The Beyoncé documentary, terribly titled Life is But a Dream, is the most beautiful paint you will ever watch drying. Bey is a star who is charismatic and ambitious and hard working and also tightly in control of her image and what she allows the world to know of her. We learn absolutely nothing new. Even the candids aren’t very candid. The documentary, that term being a technicality, includes Bey talking to herself on her MacBook Pro, clips of her being followed by cameras, clips of her being interviewed in a white room on a white couch, her hair piled on her head in coils of blonde braid, performance segments and lots of voiceovers designed to convey profundity. At the end, there’s a Tree of Life/Al Gore talking about his family’s tobacco farm moment that’s a bit inexplicable and then, finally, we get to see about ninety precious seconds of the chosen one, Blue Ivy. The 90-minute film is a highly choreographed performance of Beyoncé playing Beyoncé. It’s not terribly exciting but it’s still watchable because Bey and her team have done a very good job of making us forget she neither has the greatest voice nor can she act.

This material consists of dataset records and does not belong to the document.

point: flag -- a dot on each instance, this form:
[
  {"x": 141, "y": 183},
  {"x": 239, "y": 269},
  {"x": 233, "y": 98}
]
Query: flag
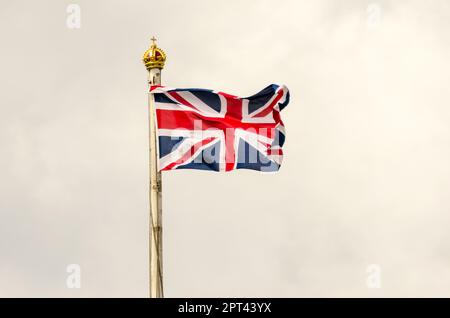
[{"x": 211, "y": 130}]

In addition to demonstrating a very intense love of all things Beyoncé, Bey says all the “right” things about her life, separating from her father as manager, the difficulty of being a woman and the pro-woman messages she tries to send through her music, her relationship with Jay-Z and, of course, how she feels about motherhood, which has given her life meaning and made her complete. She told Oprah she didn’t know herself until she became a mother. 

It’s curious but throughout the documentary, Bey gives credit to nearly everyone but herself for who she is. Her mother, her father, Jay, and her daughter all seem to be the cornerstones of who she is. It leaves you to wonder who Beyoncé would be if she peeled away all the influences.

Then again, who would any of us be without the people who have shaped our lives?

During the documentary, there is a trajectory from Bey as a young performer to Bey the seasoned performer, wife, and mother who is more confident and in control of her life. In her Oprah interview, she confides that her alter ego, Sasha Fierce, is now “fully integrated,” making her Beyoncé Sasha Fierce Knowles. Bey knows how to tell a good, albeit overly scripted and predictable story, that’s for sure.

There are no major revelations or insights here. We don’t ever get to see Bey looking anything but flawless. Even her candid, middle of the night, talking to her laptop shots make her look like the most beautiful woman in the world. Instead of showing us the real Beyoncé, if such a person exists, what this documentary shows us is that Beyoncé’s is as much a produced affair as her latest album or music video. There’s no shame in that. In fact, it might even be brilliant, that no matter what, she’s keeping herself to herself. Ultimately, Beyoncé understands her life as commodity. She understands what her audience wants. She gives us exactly that.